There's good reason for the more measured tone: Major automakers operate globally, not just in the United States. China is a rival, sure, but it's also the world's largest auto market, as well as a major supplier. As Bozzella has previously put it, where China is seen by policymakers as “binary” — good or bad, friend or foe — for automakers, “'China' is complicated.”

Climate impacts are complicated too

Bonnie Dixon, another frustrated car shopper, is also torn over Chinese EVs.

Bonnie Dixon, pictured with her 1997 Ford Ranger, drives only about once a week. When she does, she would prefer to be driving a zero-emission vehicle. But she can't find a new one in her budget.
Bonnie Dixon, pictured with her 1997 Ford Ranger, drives only about once a week. When she does, she would prefer to be driving a zero-emission vehicle. But she can't find a new one in her budget.
/ Bonnie Dixon Bonnie Dixon

Dixon, who works part time as a research scientist and is on a tight budget, drives an older gas pickup she'd love to swap for a zero-emission car. She's wary of used cars so is looking at new ones. She needs a car capable of driving long distances — she can't have a short-range EV that works only around town. New, affordable, long range: no dice.

She doesn't know much about the politics of tariffs, she says. “What I am aware of is just the great urgency of needing to reduce carbon emissions.”

If she could buy a Chinese EV, wouldn't that help the planet?

The answer, according to some climate advocates, is complicated.

They argue that buying time for U.S. automakers to change — to make more EVs, at cheaper prices, with cleaner supply chains — could be better for the climate in the long run.

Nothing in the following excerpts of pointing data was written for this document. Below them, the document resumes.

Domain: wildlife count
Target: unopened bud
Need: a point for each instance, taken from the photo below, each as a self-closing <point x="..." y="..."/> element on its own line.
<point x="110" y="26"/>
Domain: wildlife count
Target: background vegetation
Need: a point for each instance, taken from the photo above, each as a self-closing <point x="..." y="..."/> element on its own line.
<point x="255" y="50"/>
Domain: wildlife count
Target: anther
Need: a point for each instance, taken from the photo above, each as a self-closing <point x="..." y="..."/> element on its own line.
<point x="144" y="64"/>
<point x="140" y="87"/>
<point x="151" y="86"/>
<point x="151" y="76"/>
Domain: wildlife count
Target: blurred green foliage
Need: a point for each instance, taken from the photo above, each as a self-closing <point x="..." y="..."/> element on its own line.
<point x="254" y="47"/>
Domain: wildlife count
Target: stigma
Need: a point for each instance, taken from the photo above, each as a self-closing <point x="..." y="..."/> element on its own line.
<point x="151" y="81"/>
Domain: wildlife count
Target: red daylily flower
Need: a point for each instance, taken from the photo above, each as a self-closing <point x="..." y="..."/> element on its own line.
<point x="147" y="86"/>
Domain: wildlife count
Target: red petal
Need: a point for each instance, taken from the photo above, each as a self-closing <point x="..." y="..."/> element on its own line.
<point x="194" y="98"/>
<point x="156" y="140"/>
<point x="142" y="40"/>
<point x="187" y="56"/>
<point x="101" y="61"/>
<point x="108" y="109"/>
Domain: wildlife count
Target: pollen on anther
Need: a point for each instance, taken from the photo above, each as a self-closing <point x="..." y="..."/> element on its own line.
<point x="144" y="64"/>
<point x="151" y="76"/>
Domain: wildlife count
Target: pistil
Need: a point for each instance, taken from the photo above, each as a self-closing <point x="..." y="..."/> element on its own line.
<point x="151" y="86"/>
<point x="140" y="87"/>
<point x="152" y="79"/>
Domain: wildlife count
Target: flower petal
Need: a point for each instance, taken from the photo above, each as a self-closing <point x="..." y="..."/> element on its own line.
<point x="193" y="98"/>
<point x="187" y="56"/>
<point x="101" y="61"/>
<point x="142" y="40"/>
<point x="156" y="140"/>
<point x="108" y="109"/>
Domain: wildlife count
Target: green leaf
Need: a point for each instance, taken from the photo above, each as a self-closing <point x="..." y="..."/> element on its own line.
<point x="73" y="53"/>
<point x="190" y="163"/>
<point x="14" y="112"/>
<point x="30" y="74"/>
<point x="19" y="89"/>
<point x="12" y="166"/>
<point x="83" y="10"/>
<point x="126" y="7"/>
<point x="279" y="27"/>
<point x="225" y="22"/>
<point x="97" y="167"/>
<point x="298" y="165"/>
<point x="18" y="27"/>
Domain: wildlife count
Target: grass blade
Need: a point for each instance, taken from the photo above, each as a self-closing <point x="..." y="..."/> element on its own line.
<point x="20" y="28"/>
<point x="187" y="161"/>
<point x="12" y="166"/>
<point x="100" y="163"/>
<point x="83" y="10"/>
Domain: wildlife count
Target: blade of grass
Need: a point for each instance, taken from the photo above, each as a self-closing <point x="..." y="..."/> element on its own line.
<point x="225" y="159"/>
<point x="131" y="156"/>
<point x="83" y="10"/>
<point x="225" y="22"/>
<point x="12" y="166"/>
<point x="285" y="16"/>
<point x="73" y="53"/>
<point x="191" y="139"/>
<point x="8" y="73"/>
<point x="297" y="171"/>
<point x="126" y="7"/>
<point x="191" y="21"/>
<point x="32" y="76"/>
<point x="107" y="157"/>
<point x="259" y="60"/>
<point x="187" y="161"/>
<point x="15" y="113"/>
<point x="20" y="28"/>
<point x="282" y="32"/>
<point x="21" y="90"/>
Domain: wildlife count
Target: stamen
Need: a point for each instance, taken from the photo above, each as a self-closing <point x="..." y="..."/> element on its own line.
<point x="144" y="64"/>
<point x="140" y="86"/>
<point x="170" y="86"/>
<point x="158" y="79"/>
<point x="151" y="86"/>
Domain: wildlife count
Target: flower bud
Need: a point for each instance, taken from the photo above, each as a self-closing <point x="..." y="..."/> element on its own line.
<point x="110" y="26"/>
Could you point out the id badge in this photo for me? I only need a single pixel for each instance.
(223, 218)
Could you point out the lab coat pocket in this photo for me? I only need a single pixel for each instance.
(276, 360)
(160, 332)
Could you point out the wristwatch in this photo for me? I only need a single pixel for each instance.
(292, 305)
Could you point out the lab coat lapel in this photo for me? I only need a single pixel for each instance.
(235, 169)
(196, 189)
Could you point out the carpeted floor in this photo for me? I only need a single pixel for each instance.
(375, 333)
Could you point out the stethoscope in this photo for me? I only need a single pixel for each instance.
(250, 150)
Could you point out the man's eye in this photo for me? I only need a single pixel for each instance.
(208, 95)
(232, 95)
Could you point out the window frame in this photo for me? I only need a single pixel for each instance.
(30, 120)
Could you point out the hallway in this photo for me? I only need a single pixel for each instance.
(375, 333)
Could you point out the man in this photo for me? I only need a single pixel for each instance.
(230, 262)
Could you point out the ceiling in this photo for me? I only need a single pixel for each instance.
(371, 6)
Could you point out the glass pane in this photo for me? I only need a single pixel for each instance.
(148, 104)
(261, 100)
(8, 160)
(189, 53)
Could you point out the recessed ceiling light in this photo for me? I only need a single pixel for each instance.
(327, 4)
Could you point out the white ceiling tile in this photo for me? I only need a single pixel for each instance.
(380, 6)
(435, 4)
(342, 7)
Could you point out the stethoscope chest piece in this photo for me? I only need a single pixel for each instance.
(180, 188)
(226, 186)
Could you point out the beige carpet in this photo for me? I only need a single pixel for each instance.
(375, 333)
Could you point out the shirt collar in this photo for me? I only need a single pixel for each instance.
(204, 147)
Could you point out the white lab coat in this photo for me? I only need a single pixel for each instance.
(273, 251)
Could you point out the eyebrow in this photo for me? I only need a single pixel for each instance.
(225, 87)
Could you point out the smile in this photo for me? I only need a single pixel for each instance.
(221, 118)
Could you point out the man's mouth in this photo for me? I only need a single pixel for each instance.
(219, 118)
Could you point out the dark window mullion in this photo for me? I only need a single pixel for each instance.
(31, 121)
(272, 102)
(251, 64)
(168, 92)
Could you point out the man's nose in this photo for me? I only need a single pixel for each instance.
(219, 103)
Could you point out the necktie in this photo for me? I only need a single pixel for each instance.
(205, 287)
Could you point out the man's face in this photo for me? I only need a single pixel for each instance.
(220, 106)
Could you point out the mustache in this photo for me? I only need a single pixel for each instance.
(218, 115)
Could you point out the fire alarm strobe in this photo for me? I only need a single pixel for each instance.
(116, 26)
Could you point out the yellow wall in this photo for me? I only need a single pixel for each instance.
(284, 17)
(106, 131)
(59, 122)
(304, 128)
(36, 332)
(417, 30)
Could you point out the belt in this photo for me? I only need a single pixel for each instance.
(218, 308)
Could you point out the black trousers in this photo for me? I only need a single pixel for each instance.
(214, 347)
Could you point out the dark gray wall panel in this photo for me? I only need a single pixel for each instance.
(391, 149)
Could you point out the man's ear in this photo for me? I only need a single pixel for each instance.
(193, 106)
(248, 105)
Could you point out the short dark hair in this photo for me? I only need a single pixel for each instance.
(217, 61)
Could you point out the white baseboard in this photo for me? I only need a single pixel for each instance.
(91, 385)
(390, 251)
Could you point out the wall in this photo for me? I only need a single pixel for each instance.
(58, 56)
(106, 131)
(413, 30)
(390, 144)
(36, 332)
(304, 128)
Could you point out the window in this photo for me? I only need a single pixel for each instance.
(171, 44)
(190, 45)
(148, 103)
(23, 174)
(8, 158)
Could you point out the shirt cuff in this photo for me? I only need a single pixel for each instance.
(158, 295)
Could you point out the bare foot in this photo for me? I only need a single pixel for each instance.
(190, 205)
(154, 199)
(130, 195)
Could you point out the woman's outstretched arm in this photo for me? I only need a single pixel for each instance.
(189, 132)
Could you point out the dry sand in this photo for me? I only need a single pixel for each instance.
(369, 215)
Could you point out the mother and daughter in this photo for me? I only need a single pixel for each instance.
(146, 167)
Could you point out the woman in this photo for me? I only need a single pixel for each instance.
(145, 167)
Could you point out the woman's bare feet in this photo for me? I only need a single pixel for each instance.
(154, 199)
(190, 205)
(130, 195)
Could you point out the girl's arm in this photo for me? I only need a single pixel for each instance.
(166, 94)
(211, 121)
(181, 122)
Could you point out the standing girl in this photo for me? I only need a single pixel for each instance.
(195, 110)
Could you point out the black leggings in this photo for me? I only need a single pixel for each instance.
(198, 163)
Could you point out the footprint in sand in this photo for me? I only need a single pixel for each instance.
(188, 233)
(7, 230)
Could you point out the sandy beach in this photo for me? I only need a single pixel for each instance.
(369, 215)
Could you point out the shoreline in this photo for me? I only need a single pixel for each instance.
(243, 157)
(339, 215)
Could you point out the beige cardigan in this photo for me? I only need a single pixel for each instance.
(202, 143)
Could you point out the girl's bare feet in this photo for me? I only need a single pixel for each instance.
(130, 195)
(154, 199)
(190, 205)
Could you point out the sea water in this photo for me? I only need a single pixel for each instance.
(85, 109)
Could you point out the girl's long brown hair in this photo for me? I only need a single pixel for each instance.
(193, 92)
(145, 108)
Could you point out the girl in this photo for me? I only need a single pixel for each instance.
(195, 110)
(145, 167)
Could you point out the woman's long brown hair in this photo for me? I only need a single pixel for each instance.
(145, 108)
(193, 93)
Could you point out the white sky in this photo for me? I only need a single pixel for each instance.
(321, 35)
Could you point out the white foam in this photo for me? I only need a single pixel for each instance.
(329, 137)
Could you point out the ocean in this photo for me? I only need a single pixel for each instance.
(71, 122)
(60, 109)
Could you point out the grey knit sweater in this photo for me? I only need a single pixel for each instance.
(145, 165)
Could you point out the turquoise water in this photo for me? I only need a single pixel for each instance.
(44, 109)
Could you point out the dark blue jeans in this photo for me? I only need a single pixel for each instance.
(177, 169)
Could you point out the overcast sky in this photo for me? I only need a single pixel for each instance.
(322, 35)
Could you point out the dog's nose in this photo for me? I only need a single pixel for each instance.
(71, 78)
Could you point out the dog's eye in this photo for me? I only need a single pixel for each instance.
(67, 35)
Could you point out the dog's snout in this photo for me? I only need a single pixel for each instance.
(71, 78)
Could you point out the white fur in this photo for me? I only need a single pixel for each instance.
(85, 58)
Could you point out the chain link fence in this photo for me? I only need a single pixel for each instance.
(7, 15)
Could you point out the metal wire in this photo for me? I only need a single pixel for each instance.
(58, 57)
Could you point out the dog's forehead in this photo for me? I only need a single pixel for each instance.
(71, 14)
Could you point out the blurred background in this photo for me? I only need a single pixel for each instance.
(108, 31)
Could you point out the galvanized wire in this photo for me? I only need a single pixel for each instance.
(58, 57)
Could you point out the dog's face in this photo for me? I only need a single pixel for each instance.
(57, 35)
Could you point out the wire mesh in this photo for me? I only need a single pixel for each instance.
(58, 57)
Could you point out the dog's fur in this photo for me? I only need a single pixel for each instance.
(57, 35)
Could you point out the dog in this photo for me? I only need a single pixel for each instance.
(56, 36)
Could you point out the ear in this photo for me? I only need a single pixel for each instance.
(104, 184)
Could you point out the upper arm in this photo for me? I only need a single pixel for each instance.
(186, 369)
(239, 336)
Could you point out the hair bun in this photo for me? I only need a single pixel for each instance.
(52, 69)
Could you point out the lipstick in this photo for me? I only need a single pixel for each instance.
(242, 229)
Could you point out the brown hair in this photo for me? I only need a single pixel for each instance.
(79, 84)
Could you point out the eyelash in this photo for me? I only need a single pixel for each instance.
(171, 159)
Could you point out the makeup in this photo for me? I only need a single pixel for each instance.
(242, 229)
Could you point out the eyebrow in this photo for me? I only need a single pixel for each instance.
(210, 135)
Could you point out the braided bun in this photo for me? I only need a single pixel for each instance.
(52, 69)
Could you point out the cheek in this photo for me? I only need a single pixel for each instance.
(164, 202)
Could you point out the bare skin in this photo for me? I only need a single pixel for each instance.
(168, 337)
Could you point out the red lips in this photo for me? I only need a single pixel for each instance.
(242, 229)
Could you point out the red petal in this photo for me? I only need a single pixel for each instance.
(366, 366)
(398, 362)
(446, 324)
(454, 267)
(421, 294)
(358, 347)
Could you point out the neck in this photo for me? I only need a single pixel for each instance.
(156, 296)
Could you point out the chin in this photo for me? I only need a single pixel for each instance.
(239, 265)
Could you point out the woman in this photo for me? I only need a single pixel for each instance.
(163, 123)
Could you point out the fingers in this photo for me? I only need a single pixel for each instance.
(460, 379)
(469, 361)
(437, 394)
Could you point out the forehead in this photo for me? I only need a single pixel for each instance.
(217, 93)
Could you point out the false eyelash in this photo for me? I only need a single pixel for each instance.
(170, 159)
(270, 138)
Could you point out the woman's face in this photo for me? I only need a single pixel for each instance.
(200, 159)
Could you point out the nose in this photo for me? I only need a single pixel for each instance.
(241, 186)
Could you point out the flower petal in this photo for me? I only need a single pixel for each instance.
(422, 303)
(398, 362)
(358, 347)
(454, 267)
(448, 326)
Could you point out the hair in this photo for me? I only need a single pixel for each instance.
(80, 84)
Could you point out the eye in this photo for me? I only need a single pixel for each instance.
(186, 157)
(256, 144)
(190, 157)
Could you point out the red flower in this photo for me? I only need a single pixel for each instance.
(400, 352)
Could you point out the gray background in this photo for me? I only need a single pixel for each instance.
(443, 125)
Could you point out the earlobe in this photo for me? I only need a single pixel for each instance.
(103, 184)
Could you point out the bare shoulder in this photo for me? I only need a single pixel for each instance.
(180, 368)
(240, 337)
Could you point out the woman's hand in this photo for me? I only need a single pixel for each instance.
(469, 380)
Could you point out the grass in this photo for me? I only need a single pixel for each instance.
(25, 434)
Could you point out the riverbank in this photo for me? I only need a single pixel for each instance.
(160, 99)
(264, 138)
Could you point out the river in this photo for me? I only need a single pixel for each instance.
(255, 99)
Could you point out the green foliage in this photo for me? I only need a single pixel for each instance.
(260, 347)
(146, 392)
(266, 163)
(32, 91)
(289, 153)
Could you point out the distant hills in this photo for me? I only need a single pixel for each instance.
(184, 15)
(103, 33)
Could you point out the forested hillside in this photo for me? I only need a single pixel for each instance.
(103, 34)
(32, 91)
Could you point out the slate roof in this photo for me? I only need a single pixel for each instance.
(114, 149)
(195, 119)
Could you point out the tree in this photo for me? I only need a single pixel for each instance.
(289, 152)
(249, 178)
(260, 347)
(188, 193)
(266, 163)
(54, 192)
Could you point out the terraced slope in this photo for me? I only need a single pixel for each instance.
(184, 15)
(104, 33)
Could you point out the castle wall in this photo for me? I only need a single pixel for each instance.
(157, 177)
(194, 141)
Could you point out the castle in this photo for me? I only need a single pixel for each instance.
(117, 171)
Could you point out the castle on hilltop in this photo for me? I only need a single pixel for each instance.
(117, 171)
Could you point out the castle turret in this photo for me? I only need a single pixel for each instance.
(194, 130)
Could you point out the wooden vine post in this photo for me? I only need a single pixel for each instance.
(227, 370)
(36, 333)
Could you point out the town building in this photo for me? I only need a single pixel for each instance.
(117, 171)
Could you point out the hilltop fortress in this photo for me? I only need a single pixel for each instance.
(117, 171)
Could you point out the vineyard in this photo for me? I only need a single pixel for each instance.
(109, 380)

“We are trying to move the market so that all automakers are making vehicles as sustainably as possible,” says Katherine García of the Sierra Club. And when it comes to things like greener steel and electricity, American companies rank much better than Chinese ones. Meanwhile, labor groups and green groups have united around the argument that decarbonizing will be good for the planet and U.S. workers.

García emphasized that people can take public transit, bike and drive used EVs to help fight climate change. But she also sees an urgent need for cheaper new EVs — just maybe not cheap Chinese EVs.

It's a position that resonates with Dixon.

“Definitely the best solution would be if we could build them in the U.S.,” Dixon says. “That's what I'm hoping — that the U.S. car manufacturers will get their act together and produce these more affordable EVs that we need.”

In the meantime, when she needs to drive, she hops in her old gas pickup.